Les humains de Néandertal étaient-ils capables de produire des objets à portée symbolique ? Une forme d'art ? Une découverte dans la Grotte de la Licorne montre que c'était probablement le cas, et qu'ils ne produisaient pas seulement des « copies » des sculptures d'humains modernes.

« Alors qu’il existe de nombreuses preuves d’art et de comportement symbolique chez les premiers Homo sapiens en Afrique et en Eurasie, les preuves similaires liées aux Néandertaliens sont rares et souvent contestées dans les débats scientifiques », introduit une étude parue le 5 juillet 2021 dans Nature Ecology and Evolution.

Grâce à une datation inédite, ces travaux mettent justement en évidence une nouvelle preuve d’un développement artistique, ou a minima « symbolique », chez les Néandertaliens — une espèce cousine des humains modernes.

La Grotte de la Licorne, en Basse-Saxe (Allemagne). // Source : Wikimédias

Les archéologues à l’origine de cette étude ont découvert un os de cerf, qu’ils ont pu dater de 51 000 ans grâce à une technologie radiocarbone perfectionnée. Il a été mis au jour dans la Grotte de la Licorne (dans le nord de l’Allemagne) où il est attesté, grâce à la découverte antérieure d’outils, qu’elle a été habitée à cette époque par des Néandertaliens. Mais ce n’est pas un os comme les autres.

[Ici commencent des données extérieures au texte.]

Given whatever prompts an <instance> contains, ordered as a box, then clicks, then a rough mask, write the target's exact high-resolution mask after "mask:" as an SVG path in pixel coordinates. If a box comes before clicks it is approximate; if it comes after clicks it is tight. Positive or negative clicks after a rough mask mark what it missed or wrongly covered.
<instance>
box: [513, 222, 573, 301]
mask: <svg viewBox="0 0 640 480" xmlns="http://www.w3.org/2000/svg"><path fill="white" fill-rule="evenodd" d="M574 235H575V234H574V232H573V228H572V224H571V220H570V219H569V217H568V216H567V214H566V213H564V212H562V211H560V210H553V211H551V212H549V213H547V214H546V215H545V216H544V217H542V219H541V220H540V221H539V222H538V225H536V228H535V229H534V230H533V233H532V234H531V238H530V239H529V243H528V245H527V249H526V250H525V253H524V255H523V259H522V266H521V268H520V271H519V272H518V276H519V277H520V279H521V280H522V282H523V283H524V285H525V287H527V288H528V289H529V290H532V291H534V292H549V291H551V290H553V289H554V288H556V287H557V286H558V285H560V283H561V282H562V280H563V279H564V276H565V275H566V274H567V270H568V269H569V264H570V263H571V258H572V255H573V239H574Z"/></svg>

Des marques « clairement décoratives »

Après avoir minutieusement retiré la terre recouvrant l’os, les scientifiques ont vu apparaitre un motif angulaire formé de six encoches. « Nous avons vite compris qu’il ne s’agissait pas de marques faites lors du dépeçage de l’animal, mais qu’elles étaient clairement décoratives », racontent-ils dans un communiqué sur leurs travaux. Il leur fallait cependant vérifier qu’il y a, derrière ces marques, un acte volontaire. Comment ont-ils procédé ?

L’équipe de recherche s’est en partie reposée sur d’autres os de bovins, afin de déterminer quand quelles conditions il est possible de les marquer ainsi. Dans leur étude, ils montrent qu’il fallait, le plus probablement, faire bouillir l’os dans de l’eau, afin qu’il ramollisse et que, grâce à des outils en pierre, il soit alors possible de graver un motif dessus. Un tel travail prend entre une à deux heures. De quoi en conclure qu’il s’agit, le plus possiblement, d’une véritable « sculpture », et donc d’un objet symbolique proche de l’art.

L’objet sculpté (un os de cerf géant) par Néandertal. // Source : V. Minkus, © NLD

Quant à la portée symbolique de l’objet, elle est difficile à déterminer, tant la culture des Néandertaliens reste encore peu étudiée. Mais les scientifiques ont pu relever que l’os appartenait à un cerf géant : le Megaloceros giganteus. Aujourd’hui éteint, ce fut l’un des plus grands cervidés de tous les temps. Ses bois pouvaient atteindre 3,5 mètres de long. «  Ce n’est probablement pas une coïncidence si Néandertal a choisi l’os d’un animal impressionnant doté d’énormes bois pour sa sculpture », remarquent les scientifiques.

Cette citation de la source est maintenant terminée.